On a recent trip to China, I noticed an interesting trend – the proportion of electric vehicles being significantly higher than most other parts of the world. I understand that the EV penetration in China is as high as 20%. And that is a big number!

This got me thinking about why EVs are getting so popular in South and Southeast Asia; and why companies and governments are investing heavily to build the necessary infrastructure and promote the widespread adoption of EVs.

The EV battery market in the Indo-Pacific region is showing impressive growth potential and the region is fully embracing the electric revolution, driven by increasing environmental awareness, technological advancements, and supportive government policies.  My thinking is that one of the main factors driving the EV market in this region is the focus on infrastructure development. With demand being fuelled largely by considerations around cost and a sense of consciousness around environmental factors, this infrastructure focus has emerged as a key push factor.

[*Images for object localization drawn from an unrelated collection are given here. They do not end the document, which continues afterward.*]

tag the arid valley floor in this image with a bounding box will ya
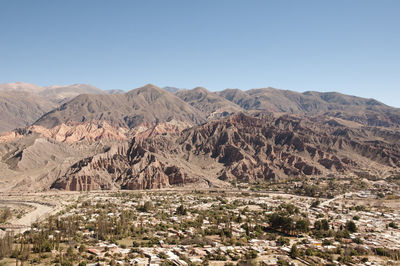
[1,177,400,265]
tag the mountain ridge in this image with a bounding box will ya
[0,81,400,192]
[32,83,400,131]
[34,84,206,129]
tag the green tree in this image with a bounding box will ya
[0,207,11,223]
[290,244,299,259]
[345,220,357,233]
[276,237,290,246]
[138,201,154,212]
[389,222,398,229]
[176,204,187,215]
[79,244,87,253]
[310,199,320,208]
[321,219,330,231]
[295,218,310,233]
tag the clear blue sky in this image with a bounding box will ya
[0,0,399,107]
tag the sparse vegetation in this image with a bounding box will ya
[0,188,399,265]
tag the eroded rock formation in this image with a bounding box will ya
[49,113,400,191]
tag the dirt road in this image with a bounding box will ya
[12,202,53,226]
[0,200,56,233]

Governments are taking proactive measures to set up charging stations, battery-swapping networks, and implementing policies to encourage people to adopt EVs. This push for infrastructure aims to overcome the common concerns of limited range and charging options that have held back the widespread acceptance of electric vehicles. Additionally, government initiatives and subsidies are attracting foreign investments, which contribute to the overall growth of the EV industry. For example, Indonesia offers enticing incentives to attract EV battery component producers, EV manufacturers, and EV buyers. The country is strategically leveraging its abundant nickel reserves and implementing targeted measures to attract foreign investment in nickel processing.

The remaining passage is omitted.